Choose six recent popular movies. Ask at least five people that you know (friends, family, classmates, imaginary friends) to rate each of these movie that they have seen on a scale of 1 to 5. Take the results (observations) and store them in a SQL database. Load the information into an R dataframe. Your deliverables should include your SQL scripts and your R Markdown code, posted to GitHub.
This is by design a very open ended assignment. A variety of reasonable approaches are acceptable. You can (and should) blank out your SQL password if your solution requires it; otherwise, full credit requires that your code is “reproducible,” with the assumption that I have the same database server and R software.
You may work in a small group.
Inspirational reading?: http://www.cnet.com/news/top-10-movie-recommendation-engines/
The assignment made use of imaginary friends to compile the data.
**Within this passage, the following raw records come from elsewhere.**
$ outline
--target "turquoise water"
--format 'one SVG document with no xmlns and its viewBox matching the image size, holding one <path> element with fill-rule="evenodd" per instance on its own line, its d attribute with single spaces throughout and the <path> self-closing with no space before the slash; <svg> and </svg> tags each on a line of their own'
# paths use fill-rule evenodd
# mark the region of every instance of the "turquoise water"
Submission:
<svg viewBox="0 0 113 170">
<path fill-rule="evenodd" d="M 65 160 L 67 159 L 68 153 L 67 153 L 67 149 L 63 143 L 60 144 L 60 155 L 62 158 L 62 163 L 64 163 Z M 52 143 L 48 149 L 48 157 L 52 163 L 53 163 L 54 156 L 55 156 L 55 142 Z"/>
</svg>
The submission includes an sql file as well as this document. It assumes that MySQL was loaded and the sql file run before the code of this document is run.
if(“xtable” %in% rownames(installed.packages()) == FALSE) {install.packages(“xtable”)}
ratingsdb = dbConnect(MySQL(), user='data607nn', password='password', dbname='data607Assignment2nn', host='localhost')
ratingsData <- dbGetQuery(ratingsdb,
"SELECT Reviewers.ReviewerName, Movies.MovieName, Ratings.Rating FROM Ratings
RIGHT JOIN Reviewers
ON Ratings.Reviewer = Reviewers.ReviewerID
LEFT JOIN Movies
ON Ratings.Movie = Movies.MovieID
ORDER BY MovieName;")
aggregate(Rating ~ MovieName, data = ratingsData, FUN=mean)
## MovieName Rating
## 1 Captain America: Civil War 3.8
## 2 Deadpool 3.4
## 3 Doctor Strange 3.4
## 4 Hidden Figures 4.4
## 5 Rogue One 3.6
## 6 The Jungle Book 4.4